The sharpest line from each

Gemini 3.1 Deep Research

"The firm must accept that it is a consumer of AI technology, not a developer of AI orchestration frameworks."

Strongest on the identity crisis and on Graphify as the fact store. The lone vote to migrate to Hermes.

Grok 4.3

"The agent is routinely asked to produce financial numbers without the source documents in context. Fabrication is the predictable result."

The only auditor to name the upstream cause: no grounding data present at generation time. Detection treats the symptom.

GPT-5.4

"You are letting a noisy detector write policy. False positives are promoted into guardrails and streaks. The machine teaches itself from garbage."

Also caught that source-shaped syntax (backticks, "per Ace") satisfies the gate without real evidence, so the hook trains bypass behavior.

Woz (built it)

"Every control here is maintained by the same agent it is supposed to constrain. The fact file, the parser, the streak counter: no independent referee. That is why they drift and freeze silently."

The verified failures (default-true blocked column, unparsed hard_rules, self-contradicting registry) are all symptoms of self-refereeing.

The synthesis: what to actually build

Four auditors, one converged design. Grok found the cause, GPT found the cleanest cure, Gemini supplied the discipline, and the live checks confirm the failure modes. This is the least-bloat version of all four:

1
Turn off the hook as a chat blocker, today.Delete FACT REGISTRY live enforcement, the completion / identity / temporal regex, and the streak + guardrails shadow pipeline. Keep only an outbound-surface check. This stops the daily denial-of-service on normal work.
2
Two lanes.Chat lane: no blocking, just the honesty prompt (facts vs assumptions, say "I don't know", ask for the source). Publish lane (lender packet, external email): no free-typed numbers.
3
One evidence ledger per outbound document.Each critical number carries value, unit, source file, and page or cell. The draft is rendered from the ledger. A missing number stays "unknown", never a guess.
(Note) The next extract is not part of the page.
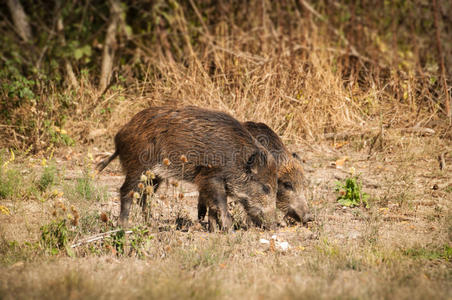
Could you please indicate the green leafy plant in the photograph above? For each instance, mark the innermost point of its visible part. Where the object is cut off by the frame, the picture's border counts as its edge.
(350, 193)
(48, 177)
A deterministic check confirms every number in the document maps to a ledger entry before send. replaces the regex hook and the JSON registry
4
Load the source before asking for the number.Grok's point. Most fabrications happen because the OM or STR file was not in context. Make the source document a precondition of the task, not an afterthought.
5
One honest metric, no autonomous self-improvement.Track confirmed outbound errors and human corrections, not hook hits. Rename the lie log: separate "detector alert" from "confirmed fabrication". Weekly manual review tweaks the prompt. No self-rewriting guardrails on contaminated signals.
6
Freeze the platform for 30 days.Stay on OpenClaw. Hermes does not fix Claude Code hooks unless you abandon the Claude Code loop entirely, which is a real migration with its own regressions. Gemini 3.1 dissents and favors a planned migration, but even it concedes the benefit only lands if you drop the Claude Code loop. Fix the workflow first, then pilot Hermes on one low-risk job only if the maintenance burden still hurts.

From the intel feed, the external independent reviewer survives every review and becomes the outbound check. Two items split the panel: Gemini 3.1 keeps Graphify as the new fact store while GPT and I say deal numbers do not live in a code graph; and GPT and I keep least-privilege tools as baseline safety while Gemini calls them bloat for this problem. Grill-me is bloat by unanimous vote. The hoard itself should become a decision register with a decide-by date.